Computational simulations are becoming ever more integral to scientific research. Thanks to advances in computer hardware and modelling techniques, computational chemists are now able to accurately predict properties of materials before they are synthesised, explain what is going on at an atomic level in chemical processes, and generally answer a whole range of interesting “what if…?” questions.
Megan Stalker (CSCT Cohort ’16) and Dan Davies (CSCT Cohort ’14) are two of the students in the CSCT who make use of supercomputers – also known as high performance computing (HPC) systems – in their day-to-day PhD work. The HPC facility at the University of Bath is known as Balena, and is made up of 213 “Nodes”, each of which has 16-24 “cores”. This is basically like having 213 very high specification computers all linked together, that can work on the same problem at the same time.

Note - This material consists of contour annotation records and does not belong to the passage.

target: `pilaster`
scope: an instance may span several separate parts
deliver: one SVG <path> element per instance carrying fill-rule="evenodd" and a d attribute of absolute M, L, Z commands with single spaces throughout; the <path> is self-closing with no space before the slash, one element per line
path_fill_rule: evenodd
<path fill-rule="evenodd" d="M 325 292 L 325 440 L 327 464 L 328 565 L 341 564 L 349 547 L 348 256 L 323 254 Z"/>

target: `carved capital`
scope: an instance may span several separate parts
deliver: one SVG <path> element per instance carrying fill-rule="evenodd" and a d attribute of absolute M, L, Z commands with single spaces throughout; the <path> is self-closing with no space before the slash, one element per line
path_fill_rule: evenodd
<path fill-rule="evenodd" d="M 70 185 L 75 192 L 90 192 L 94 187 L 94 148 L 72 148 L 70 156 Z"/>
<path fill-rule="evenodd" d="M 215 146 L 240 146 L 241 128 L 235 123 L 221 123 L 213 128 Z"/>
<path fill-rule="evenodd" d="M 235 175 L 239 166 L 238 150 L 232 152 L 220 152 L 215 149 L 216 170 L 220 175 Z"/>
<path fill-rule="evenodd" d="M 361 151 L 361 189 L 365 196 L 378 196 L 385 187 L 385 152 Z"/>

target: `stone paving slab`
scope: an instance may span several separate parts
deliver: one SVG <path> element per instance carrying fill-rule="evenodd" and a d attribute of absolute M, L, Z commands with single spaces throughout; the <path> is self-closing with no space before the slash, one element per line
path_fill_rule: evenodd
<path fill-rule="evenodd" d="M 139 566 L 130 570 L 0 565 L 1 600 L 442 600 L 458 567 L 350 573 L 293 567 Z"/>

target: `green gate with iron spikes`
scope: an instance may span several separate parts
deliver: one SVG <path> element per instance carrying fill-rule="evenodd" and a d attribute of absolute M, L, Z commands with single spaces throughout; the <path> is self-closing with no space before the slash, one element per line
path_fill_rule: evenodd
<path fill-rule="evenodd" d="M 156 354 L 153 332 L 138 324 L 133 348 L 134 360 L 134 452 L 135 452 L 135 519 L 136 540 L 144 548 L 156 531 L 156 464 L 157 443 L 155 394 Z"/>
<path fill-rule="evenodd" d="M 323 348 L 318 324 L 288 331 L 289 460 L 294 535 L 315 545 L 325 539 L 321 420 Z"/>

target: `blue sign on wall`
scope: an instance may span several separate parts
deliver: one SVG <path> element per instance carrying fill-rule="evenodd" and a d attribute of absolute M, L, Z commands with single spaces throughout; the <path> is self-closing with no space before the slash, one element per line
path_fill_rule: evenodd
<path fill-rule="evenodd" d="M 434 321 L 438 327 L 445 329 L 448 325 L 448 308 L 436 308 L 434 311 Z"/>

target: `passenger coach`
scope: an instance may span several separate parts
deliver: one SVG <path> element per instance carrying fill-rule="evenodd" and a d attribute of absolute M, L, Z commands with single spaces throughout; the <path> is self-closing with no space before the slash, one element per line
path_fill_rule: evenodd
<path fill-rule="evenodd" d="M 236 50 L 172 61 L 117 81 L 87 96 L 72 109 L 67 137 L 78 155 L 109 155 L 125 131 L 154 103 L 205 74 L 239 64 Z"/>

At the annual HPC symposium at the University this year, both Megan and Dan had the opportunity to present their work to other students and staff from 9 different departments across the campus. Megan showed how her models could be used to investigate whether or not different forms of cellulose would be any good as hydrogen storage materials, while Dan demonstrated a high-throughput screening process he had developed for finding new solar cell materials.
The CSCT took home two out of three prizes available on the day! Dan was talking in the machine learning themed session, and won Best Implementation of Machine Learning. Megan delivered such an impressive talk that she won the prize for Best Overall Contribution.